Equation of the tangent line using differentiation properties

[hopelynnwelch]

So here is how I am thinking I need to do this:

f '(x)=2x^(-2)
= -4x^(-1)
=-4/x

then if I plug 1 for x I get a y value

-4/1 = -4

y-y1=m(x-x1)

y+4= -4/x(x-1)

y= (-4/x)(x-1)-4

Is this wrong? I've tried to enter this in like 5 different ways and it keeps telling me I'm wrong. I probably am... lol

 

[hopelynnwelch]

Ohhh I figured this out!

it is y=-4x+6

Wooot woooot!~

 

[HallsofIvy]

View attachment 4928


So here is how I am thinking I need to do this:

f '(x)=2x^(-2)

This is bad notation f(x)= 2x^{-2}, not f'. You have not yet differentiated.

= -4x^(-1)
=-4/x

And here you differentiated incorrectly. The derivative of x^n is x^{n-1}. With n= -2, that would be -2 x^{-2-1}= -2x^{-3}. You added 1 to the derivative when you should have subtracted. Since x= 1, you got the right value even though your derivative was wrong.

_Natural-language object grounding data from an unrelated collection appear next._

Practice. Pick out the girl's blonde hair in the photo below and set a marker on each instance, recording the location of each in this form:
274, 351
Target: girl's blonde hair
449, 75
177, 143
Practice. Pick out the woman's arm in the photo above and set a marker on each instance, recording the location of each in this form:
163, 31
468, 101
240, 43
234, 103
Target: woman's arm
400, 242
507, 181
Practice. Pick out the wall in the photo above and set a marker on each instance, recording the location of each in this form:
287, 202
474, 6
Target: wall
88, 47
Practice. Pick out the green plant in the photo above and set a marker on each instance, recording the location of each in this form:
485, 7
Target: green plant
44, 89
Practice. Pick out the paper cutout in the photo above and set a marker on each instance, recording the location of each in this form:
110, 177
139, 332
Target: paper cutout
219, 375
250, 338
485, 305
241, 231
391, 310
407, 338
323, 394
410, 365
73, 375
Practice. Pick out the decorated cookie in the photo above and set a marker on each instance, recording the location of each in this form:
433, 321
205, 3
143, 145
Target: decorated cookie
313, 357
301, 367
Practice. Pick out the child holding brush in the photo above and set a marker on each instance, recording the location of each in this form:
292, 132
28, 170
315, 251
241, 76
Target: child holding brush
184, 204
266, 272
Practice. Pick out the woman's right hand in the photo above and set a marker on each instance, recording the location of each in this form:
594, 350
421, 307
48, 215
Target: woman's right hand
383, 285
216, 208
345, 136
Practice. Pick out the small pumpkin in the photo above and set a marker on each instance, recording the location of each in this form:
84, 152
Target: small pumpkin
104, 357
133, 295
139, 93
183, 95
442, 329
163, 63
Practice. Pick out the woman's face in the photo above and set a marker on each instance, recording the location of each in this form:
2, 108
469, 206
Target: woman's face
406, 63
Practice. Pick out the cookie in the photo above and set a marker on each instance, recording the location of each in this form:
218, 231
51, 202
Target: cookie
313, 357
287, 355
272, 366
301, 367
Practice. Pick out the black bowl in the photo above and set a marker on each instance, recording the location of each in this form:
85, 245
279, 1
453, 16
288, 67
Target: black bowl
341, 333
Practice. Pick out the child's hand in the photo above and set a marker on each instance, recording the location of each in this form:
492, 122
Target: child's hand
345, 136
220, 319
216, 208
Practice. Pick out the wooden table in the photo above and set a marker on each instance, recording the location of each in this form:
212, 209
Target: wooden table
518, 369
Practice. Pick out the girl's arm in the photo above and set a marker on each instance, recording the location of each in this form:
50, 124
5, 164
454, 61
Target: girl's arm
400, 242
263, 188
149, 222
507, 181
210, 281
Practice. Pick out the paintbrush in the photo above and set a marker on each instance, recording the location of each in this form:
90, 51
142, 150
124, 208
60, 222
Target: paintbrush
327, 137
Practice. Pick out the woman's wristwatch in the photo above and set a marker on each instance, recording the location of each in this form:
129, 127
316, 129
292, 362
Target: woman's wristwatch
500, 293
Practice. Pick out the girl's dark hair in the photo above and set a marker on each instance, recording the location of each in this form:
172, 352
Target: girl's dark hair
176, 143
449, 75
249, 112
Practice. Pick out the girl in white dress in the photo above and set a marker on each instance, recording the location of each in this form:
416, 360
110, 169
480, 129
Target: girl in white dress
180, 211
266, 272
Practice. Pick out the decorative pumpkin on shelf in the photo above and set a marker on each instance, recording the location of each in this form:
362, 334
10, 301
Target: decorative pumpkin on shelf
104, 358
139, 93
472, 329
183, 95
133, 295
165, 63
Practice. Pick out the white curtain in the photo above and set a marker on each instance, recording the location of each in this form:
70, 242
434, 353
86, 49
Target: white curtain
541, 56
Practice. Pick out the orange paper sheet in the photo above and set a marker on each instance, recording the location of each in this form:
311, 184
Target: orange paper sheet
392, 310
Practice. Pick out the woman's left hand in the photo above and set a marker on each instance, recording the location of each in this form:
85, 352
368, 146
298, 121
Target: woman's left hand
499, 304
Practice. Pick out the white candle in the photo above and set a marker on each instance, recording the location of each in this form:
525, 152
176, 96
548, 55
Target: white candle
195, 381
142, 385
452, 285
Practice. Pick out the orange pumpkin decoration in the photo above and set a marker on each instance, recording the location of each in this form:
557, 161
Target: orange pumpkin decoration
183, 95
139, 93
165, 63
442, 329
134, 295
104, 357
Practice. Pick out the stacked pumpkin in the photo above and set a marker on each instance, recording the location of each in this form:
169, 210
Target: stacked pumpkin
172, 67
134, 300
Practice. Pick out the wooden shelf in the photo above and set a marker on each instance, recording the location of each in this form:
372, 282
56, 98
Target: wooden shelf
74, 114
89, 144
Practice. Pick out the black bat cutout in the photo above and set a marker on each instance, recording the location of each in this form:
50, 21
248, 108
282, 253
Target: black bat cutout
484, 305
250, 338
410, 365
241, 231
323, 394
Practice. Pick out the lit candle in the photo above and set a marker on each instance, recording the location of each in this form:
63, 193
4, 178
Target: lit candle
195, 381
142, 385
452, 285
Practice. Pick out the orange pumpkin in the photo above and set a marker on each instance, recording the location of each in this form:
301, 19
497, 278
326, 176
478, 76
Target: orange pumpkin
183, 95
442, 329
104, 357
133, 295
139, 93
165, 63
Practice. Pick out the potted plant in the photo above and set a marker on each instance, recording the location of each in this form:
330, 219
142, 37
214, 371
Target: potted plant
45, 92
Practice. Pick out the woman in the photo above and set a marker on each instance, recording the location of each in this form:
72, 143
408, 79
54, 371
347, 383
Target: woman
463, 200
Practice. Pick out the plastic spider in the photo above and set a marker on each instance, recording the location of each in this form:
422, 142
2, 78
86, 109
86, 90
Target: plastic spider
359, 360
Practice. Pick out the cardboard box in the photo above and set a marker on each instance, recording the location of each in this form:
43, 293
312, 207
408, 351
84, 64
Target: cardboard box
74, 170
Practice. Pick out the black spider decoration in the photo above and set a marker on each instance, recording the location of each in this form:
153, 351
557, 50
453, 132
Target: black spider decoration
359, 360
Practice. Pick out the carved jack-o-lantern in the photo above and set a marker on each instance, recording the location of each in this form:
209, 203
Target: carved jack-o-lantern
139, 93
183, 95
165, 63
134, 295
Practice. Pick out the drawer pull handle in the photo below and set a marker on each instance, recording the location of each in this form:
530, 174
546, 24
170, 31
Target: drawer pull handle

then if I plug 1 for x I get a y value

-4/1 = -4

This is not "y", it is "m". The y value when x= 1 is 2/(-1)^2= 2.

y-y1=m(x-x1)

y+4= -4/x(x-1)[/quote]
where did that "/x" come from? You understand that "m" is the derivative evaluated at the given x, don't you?

y= (-4/x)(x-1)-4

Is this wrong? I've tried to enter this in like 5 different ways and it keeps telling me I'm wrong. I probably am... lol

When x= 1, y= 2 and m= -4. You should have y- 2= -4(x- 1)= -4x+ 4 so y= -4x+ 6.